I would love to incorporate straw bale building into our build, I just need to convince my timber framing husband!
12Phil Christopher July 5th, 2021
Thank you for your message. It’s always best to consider straw at the design stage, however you may be able to do something. It would probably be best to seek the advice of a straw bale specialist who can look at your current design in detail and give you some advice. Take a look at https://strawbalebuildinguk.com/members_directory#!directory/map
I wish you all the best with your project.
13Sam July 8th, 2021
Thankyou for your reply.
I have contacted Straw works in Devon.
14RichardC October 14th, 2021
Hi, I’m building a timber-framed garden room and looking for advice on whether I can get away with NOT rendering strawbales used for insulation (not load bearing). I did a LILI strawbale course circa 2003 and have a few books on the subject but none talk about alternatives to rendering or state categorically that render is always the only way to manage moisture (which is my concern).
I am hoping that it might be possible to avoid the hassle of lime rendering if i have a wall constructed as follows: timber structural frame with breather membrane, battens (to create ventilation space) then timber cladding on exterior side. On interior side would be: strawbale infill and a second, inner timber frame onto which is attached a vapour control layer (VCL) membrane (taping edges) and plywood sheets as wall finish. So, no moisture-impermeable layers that would trap humidity but no render. I’d use a rodent-proof metal mesh on the exterior side for that aspect of things.
The ‘cabin’ would not be for sleeping in and will likely have a woodburner. Maybe I could not render and monitor the moisture levels inside the bales with a probe.
Thanks for any insights, R
15Phil Christopher October 15th, 2021
The main risks to consider with straw walls are moisture, fire and fauna.
If the walls are suitably protected against rodents etc. then that leaves just the first two. If the straw is protected externally by rainscreen cladding you still need to consider general humidity levels. Depending on usage, the straw itself might well be okay, but interstitial condensation certainly needs to be considered. Whilst a well built straw wall should have zero gaps in the straw itself, any junctions and penetrations – top and bottom of the wall, doors, windows, services etc. – need to be detailed carefully to prevent moisture movement through the wall. Against the straw this could be very significant, regular moisture.

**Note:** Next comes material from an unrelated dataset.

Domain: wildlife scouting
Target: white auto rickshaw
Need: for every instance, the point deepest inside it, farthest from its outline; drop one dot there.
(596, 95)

Tapes, plaster/render and membranes can all play a part in detailing this. An intelligent membrane that provides airtightness, but can also be vapour open might be a good choice. I really like clay plaster on straw as it helps regulate internal humidity and heat too.
That leaves fire. External bales behind cladding need some kind of fire proofing because the draught effect would draw fire up the gap very quickly. And whilst the bales themselves would take a very long time to burn, there would be fast surface spread. As you say, a coat of render is the traditional way to prevent this. It could be quite thin behind cladding, but thicker means longer protection. Clay could be used instead of lime, but clay will absorb moisture faster, so just be wary of that if external humidity is often high.
Panel systems often use boards across the straw surface such as wood fibre board etc, which give very good fire protection, but these are normally still finished with render of some sort.
Using common sense and observing any relevant regulations it is of course possible to experiment and carefully monitor how things are going, taking remedial action if necessary. I hope this helps!